Pepe exhibited nationally in numerous venues such as: Marin MOCA Museum of Contemporary Art, Novato, CA, Brownsville Museum of Fine Art, Brownsville, TX, Palmer Museum, State College, PA, State Museum of PA, Harrisburg PA, and Grounds for Sculpture, Hamilton, NJ.
She has been recipient of numerous grants including the AIE Fellowship funded by the NEA with support by The Getty Center in the Arts, Washington D.C.; The PA Council on the Arts Special Projects Grant; The National Science Foundation and PSU Ford Foundation Research grants. Pepe’s work is found in various public and private collections.

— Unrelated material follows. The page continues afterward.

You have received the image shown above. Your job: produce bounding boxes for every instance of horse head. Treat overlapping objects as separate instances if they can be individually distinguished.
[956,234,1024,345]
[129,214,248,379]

Pepe was full time Associate Professor of Art at University of the Arts, Philadelphia, PA, tenured faculty at Penn State University, University Park, PA and Founding Director of ASEP at The Philadelphia School. She received her MA from The University of New Mexico, Albuquerque, NM and her BFA from Carnegie-Mellon University, Pittsburgh, PA and enrolled in the Post Baccalaureate Program at University of Pennsylvania.
Statement:
"Abstract drawings, collages, reliefs, and sculptures I create are based on concepts and events that have impacted my life. This has included an interest in qualities of light and translucency, layering of elements, and architectural structures. Locations of where I have lived and traveled have also been a significant basis for my work.
For the past decade, the scientific processes of human memory have been an exciting and engaging focus. This series of works is based on prominent scientists’ theories of human memory who I had the opportunity to interview through a sabbatical at UArts. The Spatial and Temporal Context of Memory Recall collages on display relates to one idea presented by Dr. Michael Kahana, Director of The University of Pennsylvania Computational Memory Lab. He discussed how recalling a memory depends not only on the event itself, but on its spatial and temporal context.
Recently, two events impacted my life and I could no longer work with the concepts that had carried my interests and involvement for years. After a period of time, when I was able to return to work, I began creating a series called Shattered that represent the impact of these devastating forces that had the over whelming power to dramatically change my life.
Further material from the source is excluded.